With these boolean columns now dispositioned for analysis, I turn my attention to the categorical columns.

In [None]:
dfs.categoricals

In this list of categoricals, we see a few entries that clearly appear to be numerical.  I will examine these entries and make the necessary changes  so the values are properly represented in numerical columns.

In [None]:
df_raw.Average_Length_Suspension_Year_1_Pct.value_counts()

In [None]:
for idx, val in df_raw.iterrows():
    try:
        df_raw.loc[idx,'Average_Length_Suspension_Year_1_Pct'] = df_raw.Average_Length_Suspension_Year_1_Pct.loc[idx].replace(' days', '')
    except:
        pass
    try:
        df_raw.loc[idx,'Average_Length_Suspension_Year_2_Pct'] = df_raw.Average_Length_Suspension_Year_2_Pct.loc[idx].replace(' days', '')
    except:
        pass
        

In [None]:
sum(df_raw.Average_Length_Suspension_Year_1_Pct.isnull()), sum(df_raw.Average_Length_Suspension_Year_2_Pct.isnull())

For these two columns, we are not missing an overly signficant number of values.  I will impute the mean for all missing values, but also mark out which schools did not provide this data.

In [None]:
df_raw["Missing_Suspension_Data"] = 0

df_raw.loc[df_raw.Average_Length_Suspension_Year_1_Pct.isnull(),'Missing_Suspension_Data'] = 1
df_raw.loc[df_raw.Average_Length_Suspension_Year_2_Pct.isnull(),'Missing_Suspension_Data'] = 1

In [None]:
df_raw.Missing_Suspension_Data.value_counts()

In [None]:
df_raw.Average_Length_Suspension_Year_1_Pct = df_raw.Average_Length_Suspension_Year_1_Pct.astype('float')
df_raw.Average_Length_Suspension_Year_2_Pct = df_raw.Average_Length_Suspension_Year_2_Pct.astype('float')

In [None]:
year_1_mean = np.around(df_raw.Average_Length_Suspension_Year_1_Pct.mean(),2)
year_2_mean = np.around(df_raw.Average_Length_Suspension_Year_2_Pct.mean(),2)
year_1_mean, year_2_mean

In [None]:
df_raw.Average_Length_Suspension_Year_1_Pct.fillna(year_1_mean, inplace = True)
df_raw.Average_Length_Suspension_Year_2_Pct.fillna(year_2_mean, inplace = True)

I will now address the next column that appears to be misclassified, the 'School_Survey_Parent_Response_Rate_Pct' column.

In [None]:
df_raw.School_Survey_Parent_Response_Rate_Pct.value_counts()

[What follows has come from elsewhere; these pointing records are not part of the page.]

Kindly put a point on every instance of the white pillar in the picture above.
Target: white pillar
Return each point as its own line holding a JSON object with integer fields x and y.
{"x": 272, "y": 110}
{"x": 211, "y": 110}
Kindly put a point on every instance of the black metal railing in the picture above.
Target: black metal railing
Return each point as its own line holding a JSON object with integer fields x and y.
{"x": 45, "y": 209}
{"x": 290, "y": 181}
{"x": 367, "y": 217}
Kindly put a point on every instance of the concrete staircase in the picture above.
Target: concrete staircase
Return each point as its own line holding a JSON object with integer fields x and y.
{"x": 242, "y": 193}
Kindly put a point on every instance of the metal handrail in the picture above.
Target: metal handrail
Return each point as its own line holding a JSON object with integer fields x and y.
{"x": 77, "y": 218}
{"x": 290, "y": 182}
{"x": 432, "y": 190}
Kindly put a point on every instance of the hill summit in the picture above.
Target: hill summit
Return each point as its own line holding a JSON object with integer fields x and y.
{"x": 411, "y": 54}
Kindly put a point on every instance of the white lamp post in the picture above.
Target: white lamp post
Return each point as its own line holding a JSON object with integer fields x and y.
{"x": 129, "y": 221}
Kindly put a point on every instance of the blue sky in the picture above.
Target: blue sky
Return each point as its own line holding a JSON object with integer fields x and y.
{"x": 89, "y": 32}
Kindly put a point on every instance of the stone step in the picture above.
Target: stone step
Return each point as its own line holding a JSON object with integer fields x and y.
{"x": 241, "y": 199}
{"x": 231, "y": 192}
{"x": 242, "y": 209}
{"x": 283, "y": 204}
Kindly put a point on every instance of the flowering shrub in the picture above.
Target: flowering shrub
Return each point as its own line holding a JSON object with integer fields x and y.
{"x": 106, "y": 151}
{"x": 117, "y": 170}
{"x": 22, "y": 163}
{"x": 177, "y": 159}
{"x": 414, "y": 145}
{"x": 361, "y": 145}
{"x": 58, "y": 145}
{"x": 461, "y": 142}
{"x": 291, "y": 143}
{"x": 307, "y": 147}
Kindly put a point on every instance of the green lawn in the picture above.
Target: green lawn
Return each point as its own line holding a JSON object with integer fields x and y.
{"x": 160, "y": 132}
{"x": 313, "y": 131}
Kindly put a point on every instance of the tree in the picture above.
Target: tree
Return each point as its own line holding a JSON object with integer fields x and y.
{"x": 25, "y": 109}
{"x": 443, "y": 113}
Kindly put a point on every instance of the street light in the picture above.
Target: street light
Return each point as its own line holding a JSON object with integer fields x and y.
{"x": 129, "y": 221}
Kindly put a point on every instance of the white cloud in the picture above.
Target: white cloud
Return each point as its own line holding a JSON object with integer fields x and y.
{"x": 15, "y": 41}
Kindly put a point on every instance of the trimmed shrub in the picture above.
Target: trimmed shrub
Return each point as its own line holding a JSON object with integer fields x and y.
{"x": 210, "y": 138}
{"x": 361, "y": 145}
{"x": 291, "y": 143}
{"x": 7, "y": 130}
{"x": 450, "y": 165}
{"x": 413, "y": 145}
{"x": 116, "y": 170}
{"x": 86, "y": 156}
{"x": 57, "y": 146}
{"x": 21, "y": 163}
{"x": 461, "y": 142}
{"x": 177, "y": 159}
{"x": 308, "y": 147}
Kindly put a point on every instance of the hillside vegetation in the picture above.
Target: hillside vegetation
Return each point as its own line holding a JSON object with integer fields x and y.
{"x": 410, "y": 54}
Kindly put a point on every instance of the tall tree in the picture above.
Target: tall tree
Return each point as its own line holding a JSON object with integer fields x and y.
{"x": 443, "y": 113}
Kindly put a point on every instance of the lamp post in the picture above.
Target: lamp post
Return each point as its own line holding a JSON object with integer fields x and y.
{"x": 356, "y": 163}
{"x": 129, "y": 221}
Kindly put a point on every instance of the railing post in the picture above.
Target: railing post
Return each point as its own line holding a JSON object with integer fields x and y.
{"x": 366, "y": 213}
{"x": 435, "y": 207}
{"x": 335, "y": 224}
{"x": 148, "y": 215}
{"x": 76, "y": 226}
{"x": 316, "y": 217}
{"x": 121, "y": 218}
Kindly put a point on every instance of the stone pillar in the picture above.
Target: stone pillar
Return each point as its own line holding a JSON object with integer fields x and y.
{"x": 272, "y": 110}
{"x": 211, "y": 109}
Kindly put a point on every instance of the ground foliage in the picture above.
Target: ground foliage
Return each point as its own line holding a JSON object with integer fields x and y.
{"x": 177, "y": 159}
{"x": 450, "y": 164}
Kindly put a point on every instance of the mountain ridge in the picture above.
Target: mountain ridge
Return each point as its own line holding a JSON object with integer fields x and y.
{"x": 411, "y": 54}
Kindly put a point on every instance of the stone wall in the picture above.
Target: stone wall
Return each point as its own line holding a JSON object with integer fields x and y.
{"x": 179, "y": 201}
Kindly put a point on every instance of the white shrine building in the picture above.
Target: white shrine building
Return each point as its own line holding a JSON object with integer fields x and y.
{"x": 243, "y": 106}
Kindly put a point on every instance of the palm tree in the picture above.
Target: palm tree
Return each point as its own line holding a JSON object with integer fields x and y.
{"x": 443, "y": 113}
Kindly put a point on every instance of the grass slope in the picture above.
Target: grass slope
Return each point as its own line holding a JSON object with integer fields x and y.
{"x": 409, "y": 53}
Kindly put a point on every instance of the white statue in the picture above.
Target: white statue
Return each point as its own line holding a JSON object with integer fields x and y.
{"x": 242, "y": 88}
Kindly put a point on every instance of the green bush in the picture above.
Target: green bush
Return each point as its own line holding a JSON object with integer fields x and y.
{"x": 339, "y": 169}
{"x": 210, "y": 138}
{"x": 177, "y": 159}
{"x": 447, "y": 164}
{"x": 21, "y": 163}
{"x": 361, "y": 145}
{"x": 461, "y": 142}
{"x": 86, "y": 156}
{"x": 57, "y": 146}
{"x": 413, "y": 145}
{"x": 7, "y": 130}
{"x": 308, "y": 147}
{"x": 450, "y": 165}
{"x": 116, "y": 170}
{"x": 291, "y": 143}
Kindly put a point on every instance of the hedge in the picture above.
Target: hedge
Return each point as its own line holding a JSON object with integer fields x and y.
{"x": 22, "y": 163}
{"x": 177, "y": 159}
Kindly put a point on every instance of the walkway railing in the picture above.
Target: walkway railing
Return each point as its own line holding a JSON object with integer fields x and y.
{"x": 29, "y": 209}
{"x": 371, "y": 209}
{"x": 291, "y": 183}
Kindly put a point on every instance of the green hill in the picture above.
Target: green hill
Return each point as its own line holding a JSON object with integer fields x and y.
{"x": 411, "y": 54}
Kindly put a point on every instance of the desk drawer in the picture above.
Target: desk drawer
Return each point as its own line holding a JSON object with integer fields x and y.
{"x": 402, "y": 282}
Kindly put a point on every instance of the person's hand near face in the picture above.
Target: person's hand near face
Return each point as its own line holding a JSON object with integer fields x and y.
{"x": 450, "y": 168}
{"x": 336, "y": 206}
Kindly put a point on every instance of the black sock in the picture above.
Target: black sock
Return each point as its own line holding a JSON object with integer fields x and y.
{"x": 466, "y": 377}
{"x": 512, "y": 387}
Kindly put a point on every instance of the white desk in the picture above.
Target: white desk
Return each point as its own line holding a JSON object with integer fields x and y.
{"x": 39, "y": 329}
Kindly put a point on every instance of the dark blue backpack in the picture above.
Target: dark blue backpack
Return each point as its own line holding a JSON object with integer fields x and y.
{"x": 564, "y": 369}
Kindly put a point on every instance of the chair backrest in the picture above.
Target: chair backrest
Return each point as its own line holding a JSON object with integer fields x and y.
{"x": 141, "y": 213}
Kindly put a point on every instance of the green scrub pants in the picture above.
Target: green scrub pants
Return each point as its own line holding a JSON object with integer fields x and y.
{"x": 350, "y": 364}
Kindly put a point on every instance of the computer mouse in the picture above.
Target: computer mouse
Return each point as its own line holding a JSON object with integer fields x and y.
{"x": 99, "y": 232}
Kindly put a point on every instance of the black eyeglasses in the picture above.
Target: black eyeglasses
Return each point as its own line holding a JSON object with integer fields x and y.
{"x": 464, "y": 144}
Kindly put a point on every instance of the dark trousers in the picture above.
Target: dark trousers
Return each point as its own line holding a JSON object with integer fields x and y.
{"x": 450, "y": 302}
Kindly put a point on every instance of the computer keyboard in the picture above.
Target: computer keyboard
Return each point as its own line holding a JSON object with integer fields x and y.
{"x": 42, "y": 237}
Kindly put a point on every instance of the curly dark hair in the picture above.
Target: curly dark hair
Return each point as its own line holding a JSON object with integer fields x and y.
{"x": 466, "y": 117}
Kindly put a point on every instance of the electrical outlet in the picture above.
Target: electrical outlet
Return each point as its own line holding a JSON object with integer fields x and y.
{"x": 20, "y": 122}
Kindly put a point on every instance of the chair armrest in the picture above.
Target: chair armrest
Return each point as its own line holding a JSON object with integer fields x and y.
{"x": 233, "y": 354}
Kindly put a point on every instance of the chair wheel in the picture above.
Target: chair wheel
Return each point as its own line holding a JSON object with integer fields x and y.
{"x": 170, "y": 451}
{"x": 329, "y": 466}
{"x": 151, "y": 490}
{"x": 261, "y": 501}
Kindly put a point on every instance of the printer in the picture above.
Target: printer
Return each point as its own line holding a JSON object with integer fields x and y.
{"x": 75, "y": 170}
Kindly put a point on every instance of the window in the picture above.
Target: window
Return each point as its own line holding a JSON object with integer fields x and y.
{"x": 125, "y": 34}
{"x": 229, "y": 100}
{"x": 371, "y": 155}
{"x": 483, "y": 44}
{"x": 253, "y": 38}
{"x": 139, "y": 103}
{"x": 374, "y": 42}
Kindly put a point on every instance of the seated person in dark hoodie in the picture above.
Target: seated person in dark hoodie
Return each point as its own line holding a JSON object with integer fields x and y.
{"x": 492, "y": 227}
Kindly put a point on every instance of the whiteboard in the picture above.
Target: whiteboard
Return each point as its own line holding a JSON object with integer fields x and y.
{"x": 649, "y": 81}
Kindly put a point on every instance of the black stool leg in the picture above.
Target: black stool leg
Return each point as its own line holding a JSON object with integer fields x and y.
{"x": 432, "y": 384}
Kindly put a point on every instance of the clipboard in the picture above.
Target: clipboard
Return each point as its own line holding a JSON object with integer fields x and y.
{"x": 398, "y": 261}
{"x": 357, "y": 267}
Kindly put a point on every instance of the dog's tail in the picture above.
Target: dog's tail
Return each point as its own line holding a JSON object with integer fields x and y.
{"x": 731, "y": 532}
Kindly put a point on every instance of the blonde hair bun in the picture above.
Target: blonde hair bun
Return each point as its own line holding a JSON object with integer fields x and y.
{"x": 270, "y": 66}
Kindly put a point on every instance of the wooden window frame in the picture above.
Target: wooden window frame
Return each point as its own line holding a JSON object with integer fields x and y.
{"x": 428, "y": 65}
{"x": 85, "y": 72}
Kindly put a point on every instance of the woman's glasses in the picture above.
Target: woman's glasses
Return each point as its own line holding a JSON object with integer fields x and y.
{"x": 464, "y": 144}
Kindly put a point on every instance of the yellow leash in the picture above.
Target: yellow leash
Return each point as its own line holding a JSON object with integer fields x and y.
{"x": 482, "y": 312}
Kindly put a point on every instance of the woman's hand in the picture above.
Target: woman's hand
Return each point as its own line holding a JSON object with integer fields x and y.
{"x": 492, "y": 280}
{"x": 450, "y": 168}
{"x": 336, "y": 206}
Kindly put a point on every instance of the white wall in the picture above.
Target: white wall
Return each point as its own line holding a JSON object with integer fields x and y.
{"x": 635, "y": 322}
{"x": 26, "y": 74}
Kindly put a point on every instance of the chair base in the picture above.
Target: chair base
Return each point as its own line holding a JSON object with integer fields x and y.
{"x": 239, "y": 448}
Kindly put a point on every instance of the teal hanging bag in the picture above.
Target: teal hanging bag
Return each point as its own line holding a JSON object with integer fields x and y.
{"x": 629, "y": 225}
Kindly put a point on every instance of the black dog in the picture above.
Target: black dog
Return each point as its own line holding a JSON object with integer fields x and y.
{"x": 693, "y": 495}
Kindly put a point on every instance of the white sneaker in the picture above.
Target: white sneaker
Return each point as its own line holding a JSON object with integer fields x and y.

In this response rate column, we see a hodgepodge of values.  I will strip the '%' sign from all entries, and assign the ' < 30%' and '> 75%' to 29 and 76, respectively - the Random Forest will be able to detect those differences very easily in assessing this column for predictive value.

In [None]:
df_raw.loc[df_raw.School_Survey_Parent_Response_Rate_Pct == '< 30%','School_Survey_Parent_Response_Rate_Pct'] = 29
df_raw.loc[df_raw.School_Survey_Parent_Response_Rate_Pct == '> 75%','School_Survey_Parent_Response_Rate_Pct'] = 76
df_raw.loc[df_raw.School_Survey_Parent_Response_Rate_Pct == '.','School_Survey_Parent_Response_Rate_Pct'] = 0
df_raw.loc[df_raw.School_Survey_Parent_Response_Rate_Pct.isnull(),'School_Survey_Parent_Response_Rate_Pct'] = 0
df_raw.School_Survey_Parent_Response_Rate_Pct = df_raw.School_Survey_Parent_Response_Rate_Pct.apply(lambda x: int(str(x).replace('%','')))


In [None]:
df_raw.School_Survey_Parent_Response_Rate_Pct.value_counts()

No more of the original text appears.